Four bags from the new spring-summer collection call to mind Il Bisonte’s connection to Florentine gardens. Let’s start with Giovanni Michelucci’s Roseto.
There is a villa in Fiesole called Il Roseto. Well the garden is, at any rate. A villa «is a rose, is a rose, is a rose» someone – Gertrude Stein – would have said. The American poet visited Fiesole in 1903. She didn’t see the villa; it wasn’t there. Did she see the roses?
At the end of the 1950s, Giovanni Michelucci and his wife Eloisa Pacini moved into the Roseto. To a layman, Michelucci’s architectural work might seem to accurately describe certain uninhabited villages and valleys: he built «more churches than houses.»
MICHELUCCI’S (AND ELOISA’S) GARDEN
He was one of the greatest twentieth-century Italian architects. You wouldn’t know it though, from the house he chose. Very simple, traditional. Maybe he chose it for the garden. The house cautions us that quality can’t be measured by appearance alone. And it invites us to stroll around it.
THE SS23 BAGS PAY HOMAGE TO GARDENS (AND ELOISA)
Let’s take a tour, then.
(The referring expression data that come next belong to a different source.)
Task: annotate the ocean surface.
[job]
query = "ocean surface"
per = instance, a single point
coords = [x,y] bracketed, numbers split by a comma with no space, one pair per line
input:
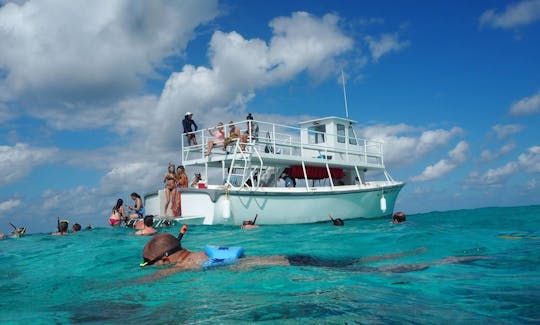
[91,276]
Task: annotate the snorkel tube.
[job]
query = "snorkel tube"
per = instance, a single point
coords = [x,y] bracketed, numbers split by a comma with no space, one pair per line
[171,251]
[181,234]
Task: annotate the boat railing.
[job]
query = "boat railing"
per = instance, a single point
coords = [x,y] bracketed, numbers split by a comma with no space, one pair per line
[279,140]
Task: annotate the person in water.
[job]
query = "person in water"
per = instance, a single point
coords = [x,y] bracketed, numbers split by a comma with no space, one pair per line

What can you see? Florence. Florence, down at the bottom of the hill, spread out over the plain, and past a number of other gardens. Though it’s far away, it might seem from Michelucci’s villa that the entire road to Il Bisonte’s city is dotted with gardens. Beauty within beauty.
Four of these gardens lend their names to four bags in our brand’s new spring-summer collection. They are a tribute, among other things, to beauty as understood by Giovanni Michelucci and Eloisa Pacini. (Which of the two tended the garden?)